If the implementation of the commission is cancelled by the principal
before the agreed commencement date, the principal shall be due the
following percentages of the agreed amount if less than five
assessments have been planned in one month:
– In case of cancellation more than five working days
before the commencement date: 0% of the agreed
amount.
– In case of cancellation within five working days before the
commencement date: 50% of the agreed amount.
In case of cancellation in connection with sickness of the participant,
half of the agreed amount shall be due.
13.3 Training courses, Workshops and other activities.
If the implementation of the commission, not being an open training, is
cancelled by the principal before the agreed commencement date, the
principal shall be due the following percentages of the agreed amount:
– In case of cancellation more than two calendar months
before the commencement date: 50% of the agreed
amount.
– In case of cancellation between one and two calendar
months before the commencement date: 75% of the
agreed amount.
– In case of cancellation within one calendar month before
the commencement date: 100% of the agreed amount.
14. Force majeure and right of modification
14.1 If due to force majeure it is impossible for the supplier to carry out an
activity or any part of that activity, the supplier shall provide an
equivalent activity or a replacement component of that activity. If this
appears to be impossible, the supplier reserves the right to postpone
the meeting to a date to be set further or to cancel the meeting.
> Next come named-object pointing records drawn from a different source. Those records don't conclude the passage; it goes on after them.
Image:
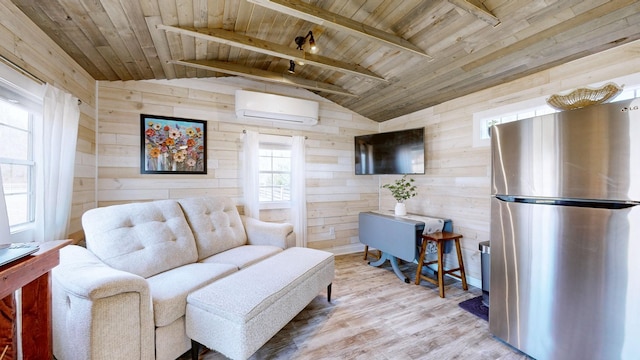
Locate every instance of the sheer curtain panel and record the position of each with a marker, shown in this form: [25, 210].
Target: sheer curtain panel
[250, 187]
[299, 190]
[55, 160]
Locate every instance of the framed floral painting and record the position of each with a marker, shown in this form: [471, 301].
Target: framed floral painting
[172, 145]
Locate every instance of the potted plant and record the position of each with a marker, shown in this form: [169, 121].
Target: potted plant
[401, 190]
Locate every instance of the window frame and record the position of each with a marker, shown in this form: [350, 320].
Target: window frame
[30, 96]
[282, 142]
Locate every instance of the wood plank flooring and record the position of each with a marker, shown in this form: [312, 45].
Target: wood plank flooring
[374, 315]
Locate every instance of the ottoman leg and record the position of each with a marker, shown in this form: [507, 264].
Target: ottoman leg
[195, 350]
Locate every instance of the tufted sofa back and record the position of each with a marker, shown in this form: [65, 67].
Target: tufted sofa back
[215, 223]
[141, 238]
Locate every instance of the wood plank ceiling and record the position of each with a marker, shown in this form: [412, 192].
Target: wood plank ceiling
[380, 58]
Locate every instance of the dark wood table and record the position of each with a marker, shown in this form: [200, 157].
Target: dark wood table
[32, 275]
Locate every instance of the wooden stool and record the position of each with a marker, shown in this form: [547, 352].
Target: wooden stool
[440, 238]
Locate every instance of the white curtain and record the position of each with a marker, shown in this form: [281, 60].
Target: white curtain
[250, 184]
[298, 190]
[55, 150]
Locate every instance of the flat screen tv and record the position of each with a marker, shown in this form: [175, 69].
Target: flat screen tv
[396, 152]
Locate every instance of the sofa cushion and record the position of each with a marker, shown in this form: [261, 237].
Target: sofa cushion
[215, 223]
[169, 289]
[243, 256]
[141, 238]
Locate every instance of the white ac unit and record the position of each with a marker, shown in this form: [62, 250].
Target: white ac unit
[261, 106]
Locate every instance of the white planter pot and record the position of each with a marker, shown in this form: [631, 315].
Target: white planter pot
[401, 209]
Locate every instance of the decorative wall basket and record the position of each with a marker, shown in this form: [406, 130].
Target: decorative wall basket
[584, 97]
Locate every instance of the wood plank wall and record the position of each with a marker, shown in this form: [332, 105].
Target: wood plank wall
[457, 180]
[335, 195]
[456, 184]
[30, 48]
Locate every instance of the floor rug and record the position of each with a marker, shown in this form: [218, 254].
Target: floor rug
[476, 307]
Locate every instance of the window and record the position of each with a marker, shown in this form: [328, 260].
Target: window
[16, 162]
[20, 114]
[275, 172]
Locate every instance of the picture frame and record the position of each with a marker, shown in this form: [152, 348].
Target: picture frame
[171, 145]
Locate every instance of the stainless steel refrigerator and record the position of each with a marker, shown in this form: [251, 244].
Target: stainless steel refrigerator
[565, 233]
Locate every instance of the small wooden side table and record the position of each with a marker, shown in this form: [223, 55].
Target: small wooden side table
[440, 238]
[32, 274]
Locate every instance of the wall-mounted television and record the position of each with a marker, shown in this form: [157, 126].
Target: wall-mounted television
[395, 152]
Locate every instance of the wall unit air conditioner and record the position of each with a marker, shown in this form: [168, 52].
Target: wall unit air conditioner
[261, 106]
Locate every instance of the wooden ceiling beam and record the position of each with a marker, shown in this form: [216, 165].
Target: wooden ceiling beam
[263, 75]
[322, 17]
[265, 47]
[477, 9]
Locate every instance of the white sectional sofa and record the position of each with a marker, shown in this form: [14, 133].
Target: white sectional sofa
[124, 295]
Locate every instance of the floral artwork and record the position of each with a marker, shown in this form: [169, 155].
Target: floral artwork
[173, 145]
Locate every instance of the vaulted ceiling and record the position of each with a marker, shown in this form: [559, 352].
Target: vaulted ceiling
[380, 58]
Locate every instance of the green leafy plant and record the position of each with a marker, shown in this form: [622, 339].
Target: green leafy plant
[402, 189]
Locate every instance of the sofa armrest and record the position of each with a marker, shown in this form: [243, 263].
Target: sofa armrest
[268, 233]
[98, 311]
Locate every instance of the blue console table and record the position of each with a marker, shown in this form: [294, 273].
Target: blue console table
[397, 237]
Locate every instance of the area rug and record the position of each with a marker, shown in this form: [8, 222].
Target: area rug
[476, 307]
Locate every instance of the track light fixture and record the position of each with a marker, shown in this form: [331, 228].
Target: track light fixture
[301, 40]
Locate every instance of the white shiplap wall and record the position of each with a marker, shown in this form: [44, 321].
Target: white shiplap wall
[457, 180]
[335, 195]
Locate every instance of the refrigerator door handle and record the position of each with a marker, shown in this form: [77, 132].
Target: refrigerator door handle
[600, 204]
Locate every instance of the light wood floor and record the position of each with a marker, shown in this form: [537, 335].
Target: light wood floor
[375, 315]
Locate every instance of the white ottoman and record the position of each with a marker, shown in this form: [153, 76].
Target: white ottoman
[238, 314]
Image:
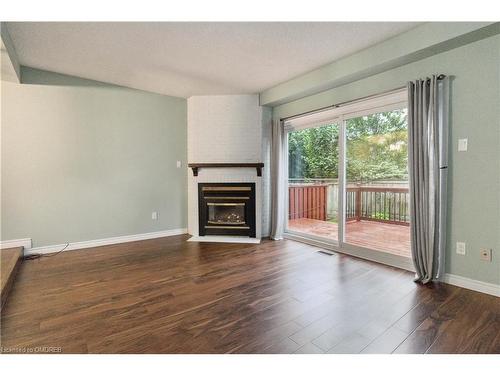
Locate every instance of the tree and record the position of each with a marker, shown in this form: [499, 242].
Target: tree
[376, 149]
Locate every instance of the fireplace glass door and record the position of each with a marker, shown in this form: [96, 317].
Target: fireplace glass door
[226, 213]
[227, 209]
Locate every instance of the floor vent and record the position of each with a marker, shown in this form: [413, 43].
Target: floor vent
[325, 252]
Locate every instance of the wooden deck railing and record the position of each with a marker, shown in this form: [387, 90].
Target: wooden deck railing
[307, 201]
[386, 204]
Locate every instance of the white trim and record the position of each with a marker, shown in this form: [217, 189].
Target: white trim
[104, 241]
[376, 103]
[478, 286]
[358, 252]
[24, 242]
[229, 239]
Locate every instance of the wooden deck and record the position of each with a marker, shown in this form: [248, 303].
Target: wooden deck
[168, 295]
[388, 238]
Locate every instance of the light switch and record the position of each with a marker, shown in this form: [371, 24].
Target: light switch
[462, 144]
[461, 248]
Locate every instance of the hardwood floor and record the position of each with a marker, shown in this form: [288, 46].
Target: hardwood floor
[172, 296]
[10, 260]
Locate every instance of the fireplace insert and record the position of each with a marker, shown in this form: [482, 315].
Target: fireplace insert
[226, 209]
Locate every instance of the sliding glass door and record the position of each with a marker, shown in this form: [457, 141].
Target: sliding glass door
[347, 182]
[313, 181]
[377, 195]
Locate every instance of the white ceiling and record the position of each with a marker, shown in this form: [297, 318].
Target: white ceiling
[185, 59]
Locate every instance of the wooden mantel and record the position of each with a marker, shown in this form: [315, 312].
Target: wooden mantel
[196, 166]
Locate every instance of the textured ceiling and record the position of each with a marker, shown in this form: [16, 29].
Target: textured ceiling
[185, 59]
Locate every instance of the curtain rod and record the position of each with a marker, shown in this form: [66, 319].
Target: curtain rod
[331, 106]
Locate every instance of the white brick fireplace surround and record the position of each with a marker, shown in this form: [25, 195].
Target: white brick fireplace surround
[229, 129]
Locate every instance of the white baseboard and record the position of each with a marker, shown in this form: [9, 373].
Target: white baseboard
[478, 286]
[24, 242]
[104, 241]
[229, 239]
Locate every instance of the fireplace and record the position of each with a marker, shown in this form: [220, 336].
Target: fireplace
[226, 209]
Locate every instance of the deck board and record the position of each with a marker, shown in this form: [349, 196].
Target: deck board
[387, 238]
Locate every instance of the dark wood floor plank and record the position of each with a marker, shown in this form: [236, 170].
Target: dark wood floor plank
[168, 295]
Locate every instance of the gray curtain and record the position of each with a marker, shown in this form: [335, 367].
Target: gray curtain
[278, 174]
[428, 162]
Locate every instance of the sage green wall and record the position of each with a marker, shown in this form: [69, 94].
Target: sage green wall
[474, 176]
[84, 160]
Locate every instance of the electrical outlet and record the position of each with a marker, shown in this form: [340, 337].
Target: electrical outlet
[485, 254]
[461, 248]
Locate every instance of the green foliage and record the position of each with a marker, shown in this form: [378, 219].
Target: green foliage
[376, 149]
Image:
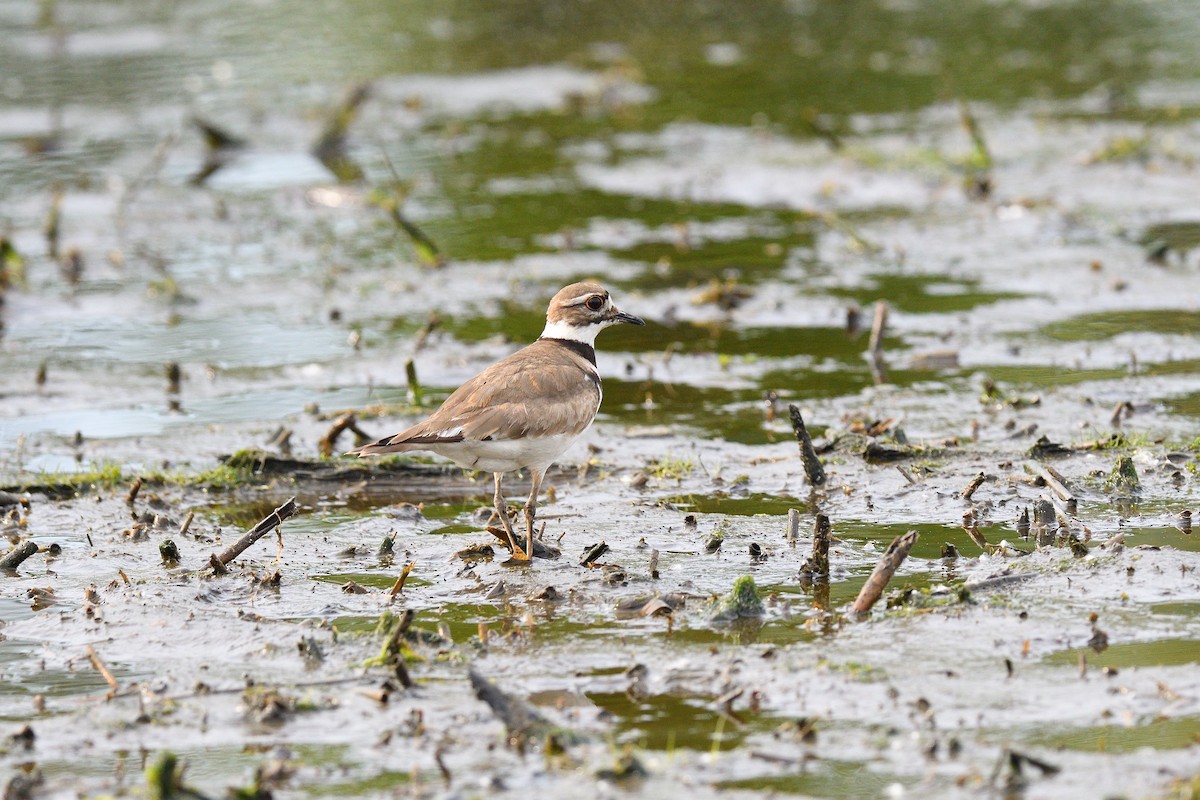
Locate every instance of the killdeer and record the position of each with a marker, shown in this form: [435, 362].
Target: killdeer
[525, 410]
Circumstances that may cause force majeure inter alia are conflicts of
interest, incapacity for work or death of an irreplaceable employee and
a general shortage of goods or services that are required for the agreed
performance.
14.2 If the entire activity is cancelled as a result of force majeure, the supplier
shall refund the paid course fee.
14.3 The supplier may, with due observance of quality, in derogation of any
preceding publication or disclosure, replace teachers, coaches,
consultants and course managers without any right arising there from
for the participant to cancel his registration.